Но улыбка Сары была положительно озорной.
– Просто я говорю тебе, что, если бы я была не замужем, и этот мужчина смотрел бы на меня так, как он смотрел на тебя за ужином, я не знаю, смогла бы я сдержаться.
– Хватит! – Она пристально посмотрела на свою гостью, и Сара, закатывая глаза, снова переключила свое внимание на крем.
– Кажется, почти готово... Смотри, стадия жесткого пика.
– Стадия жесткого пика?..
Сара расхохоталась, выключила миксер и отсоединила один из венчиков.
– Ты испорченная, Сара Рестин.
– А то я этого не знаю? – Слизывая сбитый крем с венчика и подмигивая, она подтвердила свои слова.
– Хватит! – Но Оливия смеялась.
– Что смешного? – спросил отец Джеймс, появляясь на пороге. Он вытирал руки платком.
Обе женщины засмеялись еще сильнее.
– Кажется, я пропустил шутку, – заметил отец Джеймс.
– Ничего особенного.

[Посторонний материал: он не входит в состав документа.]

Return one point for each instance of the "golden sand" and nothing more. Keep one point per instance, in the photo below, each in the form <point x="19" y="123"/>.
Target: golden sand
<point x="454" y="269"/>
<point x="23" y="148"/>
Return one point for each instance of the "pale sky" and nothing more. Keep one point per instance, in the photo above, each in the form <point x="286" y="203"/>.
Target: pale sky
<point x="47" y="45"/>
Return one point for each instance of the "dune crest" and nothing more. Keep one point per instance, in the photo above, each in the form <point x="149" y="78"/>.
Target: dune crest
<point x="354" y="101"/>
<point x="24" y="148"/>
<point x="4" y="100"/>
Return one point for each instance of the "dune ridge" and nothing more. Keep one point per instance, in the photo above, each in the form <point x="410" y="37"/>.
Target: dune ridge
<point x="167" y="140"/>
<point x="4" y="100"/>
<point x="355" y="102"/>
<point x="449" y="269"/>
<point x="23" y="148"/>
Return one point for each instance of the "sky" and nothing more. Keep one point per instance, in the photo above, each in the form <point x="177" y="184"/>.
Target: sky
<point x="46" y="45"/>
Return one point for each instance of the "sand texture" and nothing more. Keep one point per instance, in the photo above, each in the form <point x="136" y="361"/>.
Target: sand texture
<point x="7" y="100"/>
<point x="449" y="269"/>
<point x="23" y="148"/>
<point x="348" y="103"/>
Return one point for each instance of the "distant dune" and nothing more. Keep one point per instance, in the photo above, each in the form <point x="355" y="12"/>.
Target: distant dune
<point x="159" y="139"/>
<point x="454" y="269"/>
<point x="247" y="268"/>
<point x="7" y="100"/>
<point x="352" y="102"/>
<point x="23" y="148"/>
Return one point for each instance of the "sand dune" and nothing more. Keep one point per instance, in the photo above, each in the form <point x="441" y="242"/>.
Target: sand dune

Мы просто дурачились. – Оливия бросила на Сару предостерегающий взгляд. – У моей гостьи живое воображение. – Чтобы сменить тему, она прошла через арку и посмотрела в сторону передней части дома. – Ну так как, моя дверь отремонтирована?
– Как новая. – Он показал ей свою работу и объяснил, как ему удалось починить замок. – Слегка подкрасить, и ничего не будет заметно.
– Как мне вас отблагодарить? – спросила она и краем глаза увидела, как Сара непристойно подняла бровь.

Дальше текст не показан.